Les Savanturiers, l’école de la recherche
Comment l’école peut-elle former des citoyens pour faire face aux enjeux climatiques? Collaboration et confrontation d’idées sont au coeur d’un projet encourageant profs et élèves à se comporter en chercheurs. Un défi capital à l’heure de la pandémie et des cours en distanciel.
Alors qu’elle était enseignante en banlieue parisienne, Ange Ansour faisait déjà interagir ses élèves avec des chercheurs. Depuis 2013, elle est passée à la vitesse supérieure en développant Les Savanturiers au sein du Centre de recherches interdisciplinaires (CRI). L’un des leviers du concept est l’intervention de scientifiques en classe, auprès d’élèves de 3 à 18 ans. En 2017, des écoliers de l’Athénée de Thuin avaient, par exemple, accueilli un archéologue avant de se pencher en profondeur sur la mémoire de leur ville. Car si le projet est français, il intéresse de plus en plus de pédagogues belges (lire l’encadré « Bientôt dans le Pacte d’excellence? » en fin d’article).
L’objectif n’est pas de réinventer ce qui a été inventé, mais de comprendre comment ça marche.

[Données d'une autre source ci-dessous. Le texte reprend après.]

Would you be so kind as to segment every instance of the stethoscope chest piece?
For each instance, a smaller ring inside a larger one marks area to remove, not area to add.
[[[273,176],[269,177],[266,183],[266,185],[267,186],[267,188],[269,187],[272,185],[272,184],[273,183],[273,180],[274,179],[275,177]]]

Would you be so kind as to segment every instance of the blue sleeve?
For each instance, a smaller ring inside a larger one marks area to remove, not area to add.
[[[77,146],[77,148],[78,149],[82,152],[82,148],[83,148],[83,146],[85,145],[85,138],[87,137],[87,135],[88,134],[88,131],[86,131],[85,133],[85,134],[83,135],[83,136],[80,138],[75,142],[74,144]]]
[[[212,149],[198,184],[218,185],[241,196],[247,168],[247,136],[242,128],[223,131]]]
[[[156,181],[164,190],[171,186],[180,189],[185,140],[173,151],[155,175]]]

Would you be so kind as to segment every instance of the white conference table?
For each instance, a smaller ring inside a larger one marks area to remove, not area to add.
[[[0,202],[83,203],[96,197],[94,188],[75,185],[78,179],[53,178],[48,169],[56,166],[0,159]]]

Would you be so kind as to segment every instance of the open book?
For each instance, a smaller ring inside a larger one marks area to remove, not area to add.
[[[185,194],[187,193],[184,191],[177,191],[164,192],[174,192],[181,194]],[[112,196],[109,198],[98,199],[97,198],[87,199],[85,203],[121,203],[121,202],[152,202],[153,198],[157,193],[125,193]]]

L’aspect de rencontre entre élèves et scientifiques n’est qu’une des facettes du projet: « Plus que les chercheurs, ce qui m’intéresse surtout, c’est la méthode, insiste Ange Ansour. Comment peut-on transformer une question en question scientifique? Les enfants sont très curieux, ils en posent beaucoup. Pourquoi ne pas exploiter cette motivation de manière rigoureuse? Comment parler de créativité et d’esprit critique sans que cela ne sonne comme un slogan? » Des mathématiques au français en passant par la géographie, les projets se veulent pluridisciplinaires, en intégrant les contraintes du programme officiel. Il ne s’agit pas simplement de créer une appétence pour les sciences exactes ou les sciences humaines. L’objectif affiché est que les élèves apprennent à penser comme des chercheurs… tout comme les enseignants, invités à devenir des pédagogues-chercheurs. « Quelque part, ils sont déjà chercheurs sur les faits pédagogiques. Bien sûr, le périmètre de la preuve est assez faible, mais ils cherchent les solutions adaptées à chaque contexte de classe. Il est important que les enseignants travaillent comme des chercheurs: en formant une communauté, en soumettant leur travail les uns aux autres, etc. »

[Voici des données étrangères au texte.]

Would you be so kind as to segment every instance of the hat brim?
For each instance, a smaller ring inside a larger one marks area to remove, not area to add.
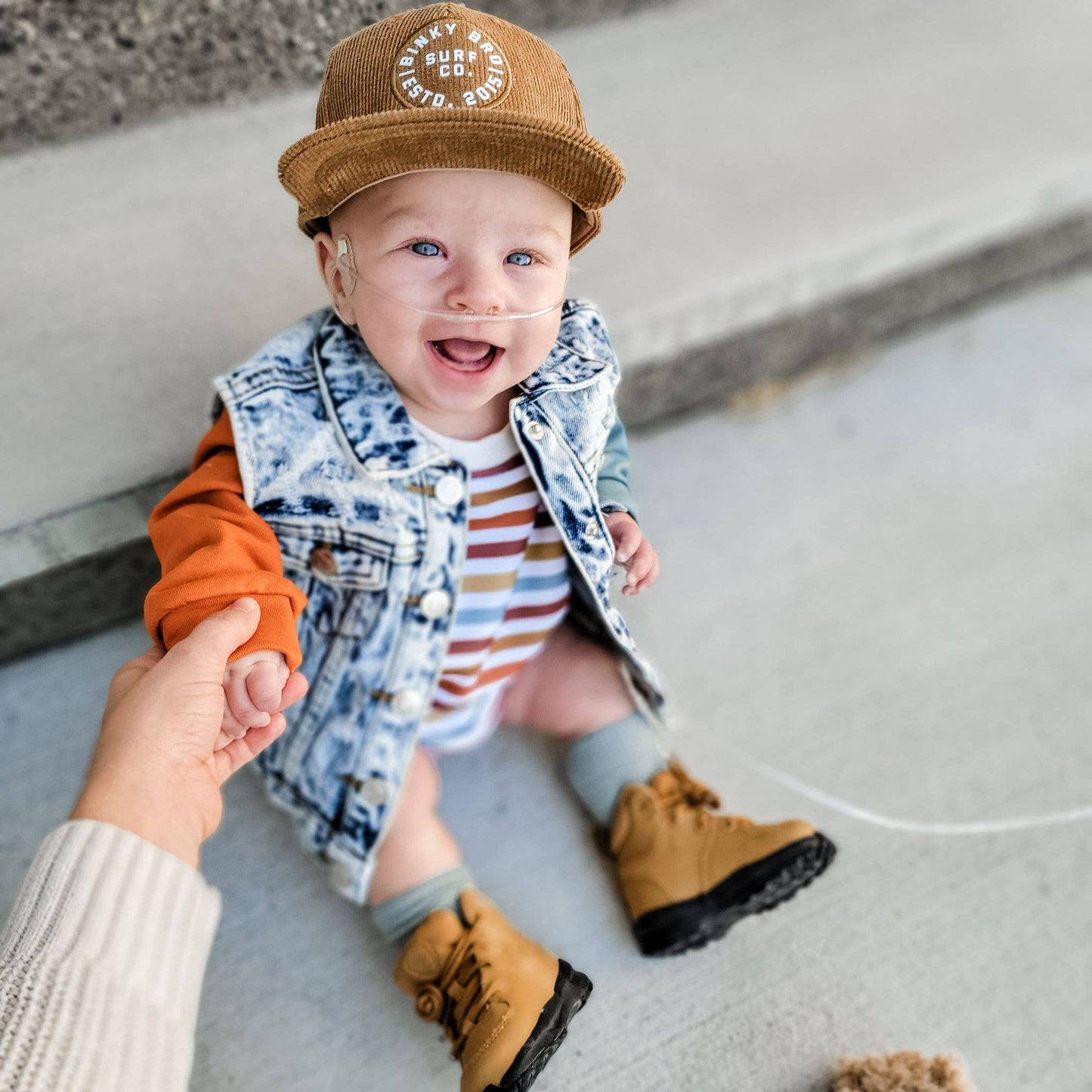
[[[626,180],[621,161],[586,132],[524,114],[475,107],[387,110],[344,118],[296,141],[277,177],[299,202],[297,224],[309,237],[354,193],[420,170],[477,168],[526,175],[574,206],[574,254],[602,227],[601,210]]]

Du côté des élèves, la posture ne les invite pas à tout découvrir par eux-mêmes. « Je suis très méfiante par rapport à cela, développe l’instigatrice du projet. Si l’élève découvre par lui-même, on ne fait pas école. On le sait, les approches socioconstructivistes conduisent parfois à l’échec, notamment pour les élèves les plus fragiles. Les savoirs naturels n’existent pas ; il est important d’appliquer une méthode. L’objectif n’est pas de réinventer ce qui a été inventé, mais de comprendre comment ça marche. » La chercheuse utilise la métaphore d’un capot de voiture que l’on ouvrirait. L’éducation par la recherche permet aux élèves de comprendre l’envers des manuels qui leur sont proposés, de la construction des savoirs à la transformation en connaissances.
Un enseignement tourné vers la recherche est aussi un enseignement qui prend en compte les dernières avancées scientifiques afin de les mettre au service de l’apprentissage. Des découvertes liées à l’attention, à la mémorisation et à tant d’autres aspects de la construction de connaissances peuvent être rapidement transposées dans la pratique et le quotidien d’une classe. L’approche résonne particulièrement dans le contexte actuel: « La pandémie a interrogé l’école sur ses gestes pédagogiques. Les enseignants se sont demandé: qu’apprennent les élèves qui ne sont pas en face de moi? La question se posait déjà avant, mais, là, on a été obligés de se la poser collectivement, note Ange Ansour. Plus important encore, si la pandémie n’est qu’une répétition à minuscule échelle de ce qui nous attend, il y a un effort de prospective à faire en collaboration avec le monde de la recherche et les pouvoirs publics. Les enjeux climatiques sont un chantier pour l’école. Il faut absolument s’interroger sur ce que signifie éduquer à l’heure de l’anthropocène, en dépassant le simple fait climatique. Comment s’adapte-t-on? Comment être inventif pour trouver des solutions? Quelle est notre place dans l’environnement? C’est à ça que doivent être formés les citoyens de demain. »
Entre les MOOC (NDLR: Massive Open Online Courses, soit des formations ouvertes, à distance, capable d’accueillir un grand nombre de participants), les défis accompagnés par des chercheurs en visioconférence et les ressources mises en commun, tous les enseignants de la Francophonie qui le souhaitent peuvent prendre part au projet numériquement.
Bientôt dans le pacte d’excellence?
Natacha Duroisin (UMons) est coordinatrice du consortium Mathématiques-Sciences-Géographie. Avec une équipe de chercheurs, de formateurs et d’enseignants de terrain, elle explore les pratiques, repère et analyse des dispositifs innovants pour une éventuelle intégration sur la plateforme e-classe mise en oeuvre dans le cadre du Pacte pour un enseignement d’excellence.
Qu’est-ce qui a retenu votre attention dans le projet Savanturiers?
Le point essentiel, c’est l’éducation par la recherche, leur leitmotiv. Mais ce qui est aussi intéressant, c’est que ce projet permet de faire des ponts entre plusieurs disciplines. Investir les élèves dans cette réflexion plus scientifique, c’est leur apprendre à apprendre, apprendre à chercher, apprendre à trouver, apprendre à partager, et pas seulement à mémoriser des contenus.
N’y a-t-il pas déjà des projets faisant intervenir des scientifiques en classe?
Si, ça percole d’ailleurs vraiment en ce moment, on a plusieurs projets dans ce sens. Les Savanturiers viendraient enrichir la démarche plus globale.
Comment l’éducation par la recherche aide-t-elle l’enseignant?
Elle permet de se placer au plus près des recherches dans certains domaines. Si on prend l’exemple de la neuroéducation, cela aidera les professeurs à dépasser certaines idées fausses, appelées neuromythes, notamment le fait qu’il faille distinguer les élèves qui ont des aptitudes visuelles et d’autres auditives. Un neuromythe qui persiste.